Subject: File No. 265-28
From: John Chevedden

April 8, 2013

March 11, 2013

Office of Chief Counsel
Division of Corporation Finance
Securities and Exchange Commission
100 F Street, NE
Washington, DC 20549

# 2 FirstEnergy Corp. (FE)
Preliminary Proxy Deficiency
Fraudulent Proposal

Ladies and Gentlemen:

Proposal 4, simple majority vote, is de facto an advisory proposal. A company proposal that requires an 80% vote that is accompanied with arguments for both sides of an issue is de facto an advisory proposal. It has no hope of obtaining 80% of the total voting power. The company proposal equivocates (emphasis added):

Your Board and Corporate Governance Committee have evaluated the Companys voting requirements on numerous occasions and have consistently concluded that extraordinary transactions and fundamental changes to corporate governance should have the support of a broad consensus of the Companys shareholders rather than just a simple majority. Additionally, supermajority vote requirements protect shareholders against the potentially self-interested actions of short-term investors or a small group of investors who have a large holding.

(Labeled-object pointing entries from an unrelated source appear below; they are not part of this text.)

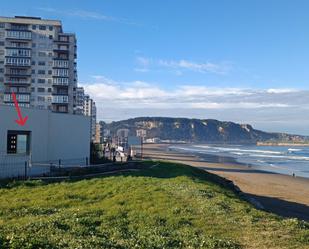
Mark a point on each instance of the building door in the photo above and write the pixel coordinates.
(18, 142)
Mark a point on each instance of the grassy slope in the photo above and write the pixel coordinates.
(170, 206)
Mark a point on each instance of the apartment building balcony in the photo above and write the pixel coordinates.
(60, 99)
(58, 64)
(12, 62)
(12, 34)
(17, 81)
(62, 49)
(17, 74)
(21, 97)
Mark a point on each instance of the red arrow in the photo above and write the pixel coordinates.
(21, 121)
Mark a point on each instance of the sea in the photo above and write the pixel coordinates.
(277, 159)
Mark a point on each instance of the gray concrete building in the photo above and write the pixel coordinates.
(48, 138)
(38, 63)
(91, 111)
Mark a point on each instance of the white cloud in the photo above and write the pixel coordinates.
(180, 66)
(91, 15)
(207, 67)
(271, 109)
(138, 94)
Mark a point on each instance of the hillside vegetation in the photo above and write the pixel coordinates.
(199, 130)
(168, 206)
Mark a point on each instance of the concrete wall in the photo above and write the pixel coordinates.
(54, 136)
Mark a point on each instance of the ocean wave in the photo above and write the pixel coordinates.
(240, 150)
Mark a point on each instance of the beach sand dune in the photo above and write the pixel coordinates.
(285, 195)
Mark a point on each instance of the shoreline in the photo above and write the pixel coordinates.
(284, 195)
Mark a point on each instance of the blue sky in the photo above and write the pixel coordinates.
(245, 61)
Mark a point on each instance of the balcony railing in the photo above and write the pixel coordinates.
(17, 62)
(21, 97)
(60, 99)
(18, 35)
(17, 82)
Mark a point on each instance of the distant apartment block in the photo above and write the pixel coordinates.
(38, 63)
(80, 97)
(91, 111)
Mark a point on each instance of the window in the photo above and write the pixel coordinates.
(41, 99)
(19, 34)
(18, 142)
(42, 54)
(18, 52)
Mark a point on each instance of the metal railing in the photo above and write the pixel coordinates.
(22, 166)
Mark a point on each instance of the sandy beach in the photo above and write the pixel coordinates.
(281, 194)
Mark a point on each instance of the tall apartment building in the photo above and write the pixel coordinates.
(91, 111)
(80, 96)
(38, 63)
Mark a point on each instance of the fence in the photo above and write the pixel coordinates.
(22, 166)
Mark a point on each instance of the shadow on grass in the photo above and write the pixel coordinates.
(171, 170)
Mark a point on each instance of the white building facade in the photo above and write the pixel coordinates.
(38, 64)
(47, 138)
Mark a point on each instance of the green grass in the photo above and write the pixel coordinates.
(169, 206)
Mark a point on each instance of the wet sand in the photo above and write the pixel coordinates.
(281, 194)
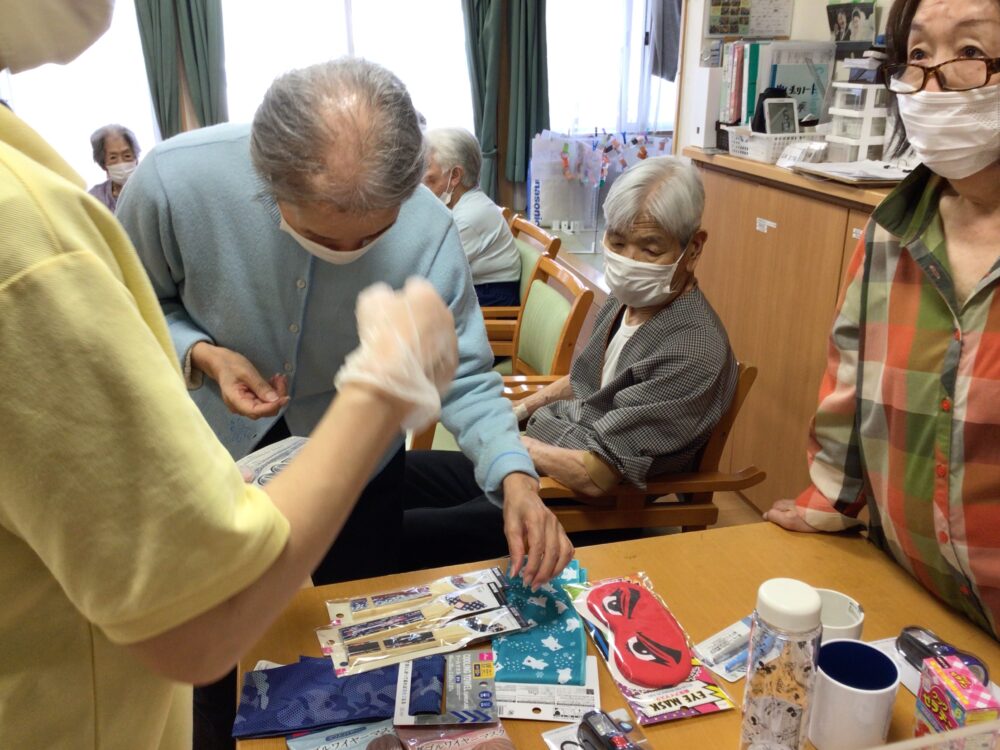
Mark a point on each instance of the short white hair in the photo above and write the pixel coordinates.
(456, 147)
(342, 132)
(663, 188)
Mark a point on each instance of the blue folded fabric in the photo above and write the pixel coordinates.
(554, 650)
(308, 695)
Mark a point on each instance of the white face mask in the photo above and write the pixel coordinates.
(336, 257)
(638, 284)
(42, 31)
(955, 133)
(120, 172)
(448, 190)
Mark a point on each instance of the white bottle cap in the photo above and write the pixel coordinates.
(789, 604)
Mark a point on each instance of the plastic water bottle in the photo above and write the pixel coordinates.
(781, 666)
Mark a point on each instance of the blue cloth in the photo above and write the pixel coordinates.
(554, 651)
(309, 695)
(206, 228)
(499, 294)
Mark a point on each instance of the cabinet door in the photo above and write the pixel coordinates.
(772, 269)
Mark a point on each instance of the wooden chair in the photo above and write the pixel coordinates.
(532, 243)
(545, 335)
(628, 507)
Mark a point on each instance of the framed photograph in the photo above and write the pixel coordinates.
(851, 22)
(781, 116)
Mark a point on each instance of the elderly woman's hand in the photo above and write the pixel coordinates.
(244, 390)
(785, 514)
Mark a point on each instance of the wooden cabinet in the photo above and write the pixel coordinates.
(772, 269)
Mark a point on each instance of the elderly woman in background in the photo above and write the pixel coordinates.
(909, 411)
(642, 397)
(454, 160)
(116, 151)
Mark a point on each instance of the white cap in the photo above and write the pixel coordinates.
(789, 604)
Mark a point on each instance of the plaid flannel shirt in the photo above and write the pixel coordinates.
(909, 408)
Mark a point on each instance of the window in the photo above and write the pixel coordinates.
(106, 84)
(261, 43)
(599, 69)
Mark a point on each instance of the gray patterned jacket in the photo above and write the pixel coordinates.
(675, 379)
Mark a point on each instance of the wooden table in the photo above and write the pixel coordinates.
(709, 579)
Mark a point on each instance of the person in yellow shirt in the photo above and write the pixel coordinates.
(134, 560)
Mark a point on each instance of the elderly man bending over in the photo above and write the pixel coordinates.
(649, 387)
(258, 241)
(454, 161)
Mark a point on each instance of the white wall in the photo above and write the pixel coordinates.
(808, 23)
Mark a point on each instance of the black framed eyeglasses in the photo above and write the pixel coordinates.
(960, 74)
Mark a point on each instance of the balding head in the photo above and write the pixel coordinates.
(342, 133)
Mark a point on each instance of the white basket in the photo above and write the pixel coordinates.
(763, 147)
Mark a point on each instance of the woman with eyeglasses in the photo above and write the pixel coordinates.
(908, 424)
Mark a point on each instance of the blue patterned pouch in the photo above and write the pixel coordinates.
(554, 650)
(309, 695)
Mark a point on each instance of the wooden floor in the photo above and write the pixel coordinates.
(734, 510)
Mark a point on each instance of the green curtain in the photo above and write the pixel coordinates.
(529, 83)
(188, 30)
(483, 20)
(199, 23)
(158, 32)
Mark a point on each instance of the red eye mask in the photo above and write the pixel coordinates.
(649, 645)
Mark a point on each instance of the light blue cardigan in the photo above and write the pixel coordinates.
(206, 229)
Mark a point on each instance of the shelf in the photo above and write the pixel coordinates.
(845, 195)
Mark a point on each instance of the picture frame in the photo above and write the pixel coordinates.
(781, 116)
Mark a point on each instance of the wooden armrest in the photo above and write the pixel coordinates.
(500, 330)
(516, 387)
(502, 348)
(711, 481)
(500, 312)
(424, 440)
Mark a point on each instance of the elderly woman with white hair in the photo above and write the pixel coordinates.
(649, 387)
(454, 160)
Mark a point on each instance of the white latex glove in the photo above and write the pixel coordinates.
(408, 348)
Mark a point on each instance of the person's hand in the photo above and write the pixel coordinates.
(408, 351)
(243, 389)
(784, 513)
(532, 529)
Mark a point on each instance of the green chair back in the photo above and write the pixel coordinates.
(545, 313)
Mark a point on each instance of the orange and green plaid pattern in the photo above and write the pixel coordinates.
(908, 421)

The company proxy should also disclose why it is wasting shareholder money by including proposal 4.

As an analogy the company 2012 proposal 3 only received 46% of the voting power and it did not have one word arguing for a no-vote.

This is to request that the Staff require the company to refrain from publishing its fraudulent advisory proposal.

Sincerely,

John Chevedden

cc: Ray T. Chevedden
Ronda Ferguson [email address redacted]

No response from FirstEnergy after one month.